И придумала. Через неделю в воскресенье Головин появился во дворе, она его, как дорогого гостя, усадила за стол, сытно накормила и напоила.
– Спасибо тебе, Аня, за хлеб и соль, – произнес Федор, поглаживая массивный живот. – Эх, теперь бы, после сытного обеда, жирок бы в бане согнать…
С вожделением поглядел ей в глаза, перевел взгляд на пышную грудь, крепкие бедра. Анна смутилась столь откровенного намека, и, потупив взор, посетовала:
– По хозяйству не успеваю, работы непочатый край. Надобно коровник почистить, а то Майка в кизяке тонет. Несколько раз просила Светку, чтобы прибрала, так она и слушать не желает, закрывает уши ладонями. Боится провонять навозом и кизяком с головы до пят. Сметану, молочко, творожок уминает за обе щеки. Потом надо навоз на огород вывезти, а осенью разбросать.

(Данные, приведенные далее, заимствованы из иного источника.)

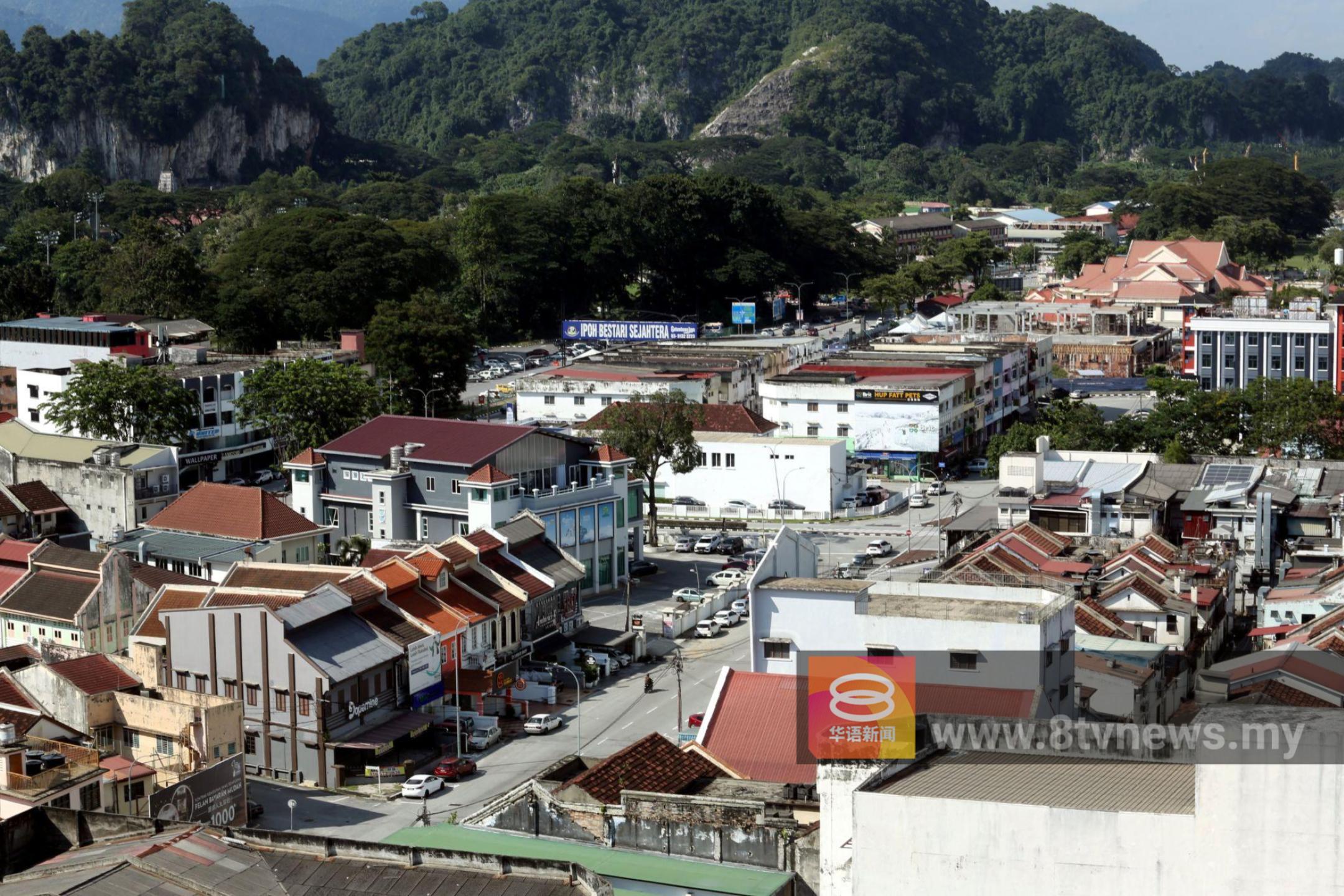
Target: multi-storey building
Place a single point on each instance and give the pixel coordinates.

Это ценное органическое удобрение для урожая, лучше суперфосфата и селитры.
–Знаю, что лучше, – подтвердил Федор и властно велел. – Показывай свое хозяйство, объем работы.

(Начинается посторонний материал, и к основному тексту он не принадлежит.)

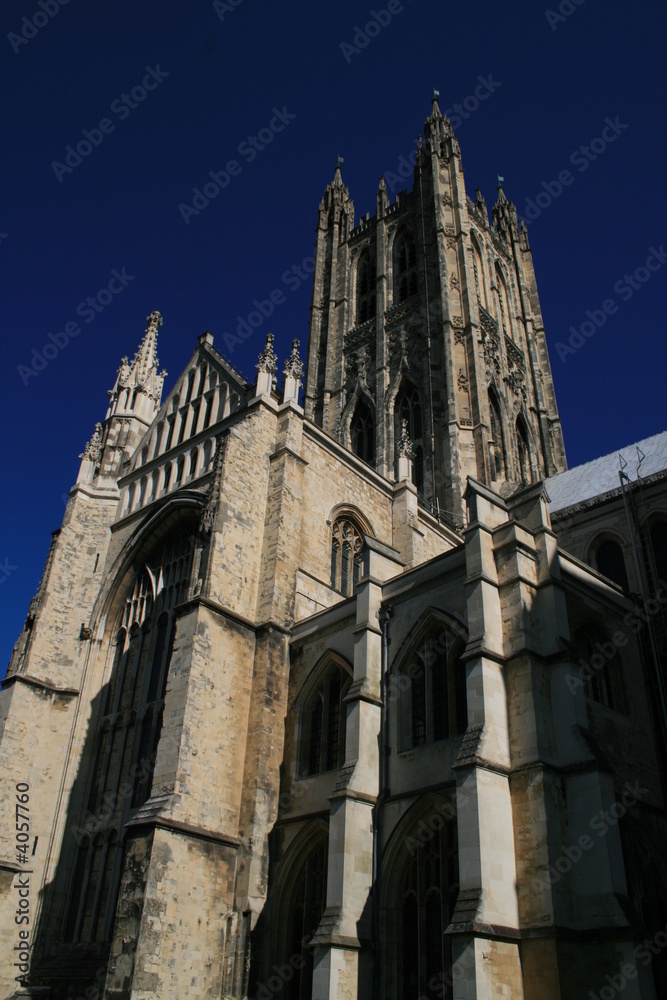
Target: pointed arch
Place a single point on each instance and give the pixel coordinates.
(523, 451)
(321, 712)
(366, 287)
(605, 553)
(408, 407)
(497, 450)
(404, 266)
(428, 678)
(504, 302)
(347, 543)
(362, 432)
(657, 533)
(478, 269)
(420, 876)
(359, 395)
(299, 903)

Радуясь, что план удался, она провела его к крытому шифером коровнику. У ворот возвышалась куча слегка подсохшего на солнце навоза. Федор заглянул в помещение со стойлом и кормушкой для Майки, которая находилась на пастбище, удрученно покачал головой:
– Да, запустили коровник, чистого, сухого места нет, чтобы ступить. Кизяк, жижа. Давай вилы, совковую лопату и тачку.

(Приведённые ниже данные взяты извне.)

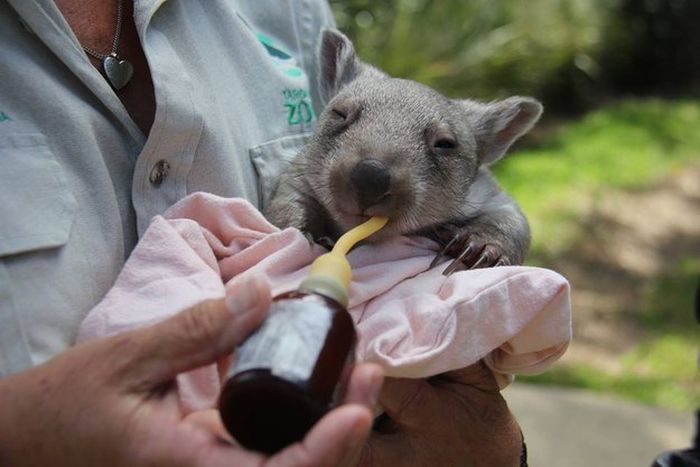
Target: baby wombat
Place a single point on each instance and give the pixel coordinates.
(396, 148)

Анна охотно предоставила инвентарь, а чтобы не натер ладони до мозолей, вручила строительные рукавицы и пожелала:
– Бог в помощь.
–На Бога надейся, а сам не плошай, – усмехнулся он. Засучил по локоть рукава рубахи, надел рукавицы, вооружился вилами, закипела работа. От разворошенной кучи резво побежали жирные жуки, сердито заворчали изумрудно-зеленые мухи. Резко ударил в ноздри запах аммиака.
– От меня будет разить, как от навозной кучи, – сухо промолвил Головин.
– Пока ты трудишься, я истоплю баньку с березовыми и дубовыми веничками, – пообещала Анна. – Импортной шампули купила. Неприятные запахи, как рукой снимет. Вот только крыша во время дождей протекает…
– Банька, это замечательно, хорошо придумала, – похвалил он. – То, что кровля течет, невелика беда, залатаю. Дело знакомое, не хитрое.
– Залатай, залатай, я тебе отблагодарю, заплачу или продуктами рассчитаюсь, – пообещала хозяйка.
– Я не бомж с протянутой рукой, милостыню не принимаю, – хмуро заявил Головин. – Зарплата и премии позволяют вкушать балык из краснюка, бутерброды с черной и красной икрой.
–Нисколечко не сомневаюсь. Извини Федя, я не хотела тебя обидеть, – покаялась Вальчук, пояснила. – Холостяки обычно неспособны устроить свой быт, не любят возиться на кухне у плиты. Поэтому питаются, чем попало и часто страдают из-за расстройства кишечно-желудочного тракта. Извини, то запор у них, то жидкий стул…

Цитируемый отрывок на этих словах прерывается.